Proper patterns enforced when using exceptions mean that your code is more stable and more readable at the same time. Novice developers will often abuse try/except and raise just because it’s easy to catch something wrong or cause something wrong to happen.

How to recognize a sinner?

This is by far the most common antipattern I’ve seen, which almost always appears when working with dictionaries:

try:
    print(some_dict["sth"])
except Exception:
    pass

There are two problems with this solution. First, what’s caught is a general Exception class. This means that if we place any other code into the try block that throws any other type of exception, we will not be able to detect the problem:

try:
    print(some_dict["sth"])
    int("I cannot be converted to an integer")
except Exception:
    pass

The code above will run without any issues reported! To fix this we could hone in on the concrete type of an exception that the invalid key access throws for a dictionary:

try:
    print(some_dict["sth"])
    int("I cannot be converted to an integer")
except KeyError:
    pass

Now, we’re catching only the KeyErrors. That’s good because this means that our ridiculous int cast in the example above will crash the application and we’ll be forced to fix the issue. I guess you can now see how dangerous operating try/except can be.

Exceptions can be too general

This also explains why we should create subclasses from Exception instead of raising Exception itself everywhere in our program. Most exceptions are not equivalent and it will be easier for the consumers of your Python package to handle failure cases. So doing this would be fairly bad:

x = 0
if type(x) is not int:
    raise Exception("x should be int")
if x > 0:
    raise Exception("x should not be greater than 0")

How to repent?

So let’s fix the issues that we’ve outlined in the previous section. We’ve already covered catching KeyError but frankly if you are able to avoid try/except, do it. In case of dictionary key access, it’s pretty easy:

if "sth" in some_dict.keys():
    print(some_dict["sth"])
else:
    print("No sth key in dict")

I like to call this pattern: check for values instead of catching errors. You should always try to cover all possibilities when working with something that might fail. Languages with strong functional paradigms like Rust will usually enforce this with structural pattern matching. Python 3.10 has introduced pattern matching, so if you’re a fan of functional, you could express the same like this:

match some_dict:
    case {"sth": x}:
        print(x)
    case _:
        print("No sth key in dict")

I find pattern matching an absolutely brilliant option. Notice that in the example above I didn’t have to use .keys() and in at any point, I just told the interpreter to pattern-match a sub-dict of the some_dict and place the value into a variable named x.

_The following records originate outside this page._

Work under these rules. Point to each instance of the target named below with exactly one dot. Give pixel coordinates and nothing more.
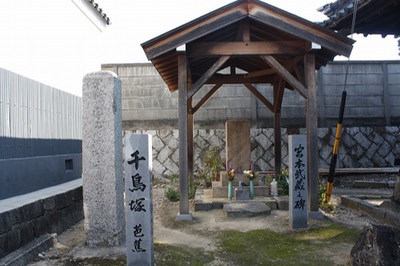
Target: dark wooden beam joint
(210, 49)
(286, 75)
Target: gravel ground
(199, 232)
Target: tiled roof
(337, 10)
(98, 9)
(373, 16)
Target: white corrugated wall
(32, 110)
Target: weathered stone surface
(377, 245)
(352, 153)
(250, 209)
(102, 159)
(396, 192)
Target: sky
(52, 42)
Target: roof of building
(372, 16)
(244, 31)
(100, 11)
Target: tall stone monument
(298, 205)
(238, 146)
(138, 199)
(103, 185)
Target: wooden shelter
(257, 43)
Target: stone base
(248, 209)
(184, 217)
(222, 192)
(315, 215)
(242, 193)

Probably the cleanest solution is to use collections.defaultdict:

from collections import defaultdict
some_defaultdict = defaultdict(lambda: None, some_dict)
print(some_dict["sth"] or "No key sth in dict")

defaultdict behaves just like a normal dictionary but when it’s created you give it a function that will make a default value when a particular key is missing. I usually like to use it with lambda: None so that subsequently I can use the something or default idiom.

👉 Avoid try/except when you can unless you really have to handle an error and there is no way to check for a value without resorting to error handling.

Making exceptions more precise

So going one step further if you’re creating your own exception cases you should also make subclasses from the Exception class for each family of errors. The example that we used before in the previous section to demonstrate this should ideally be refactored as:

x = 0
if type(x) is not int:
    raise TypeError("x should be int")
if x > 0:
    raise ValueError("x should not be greater than 0")

TypeError and ValueError are already built-in error classes in Python which are a great option for generic errors when a wrong value or an improper type has been provided. But consider the following example:

if obj_a == obj_b:
    raise Exception("Objects should not be identical")

This one doesn’t really fit with ValueError or TypeError since it’s more about equality of two custom objects (assumming obj_a and obj_b exist). Instead we should define a custom Exception type and raise it:

class ObjectsIdenticalException(Exception):
    """Raised when two objects are identical"""
    pass


if obj_a == obj_b:
    raise ObjectsIdenticalException("Objects should not be identical")

This way any consumer of your package can decide to catch ObjectsIdenticalException just as we have caught KeyError for the dictionary keys instead of catching the most general Exception.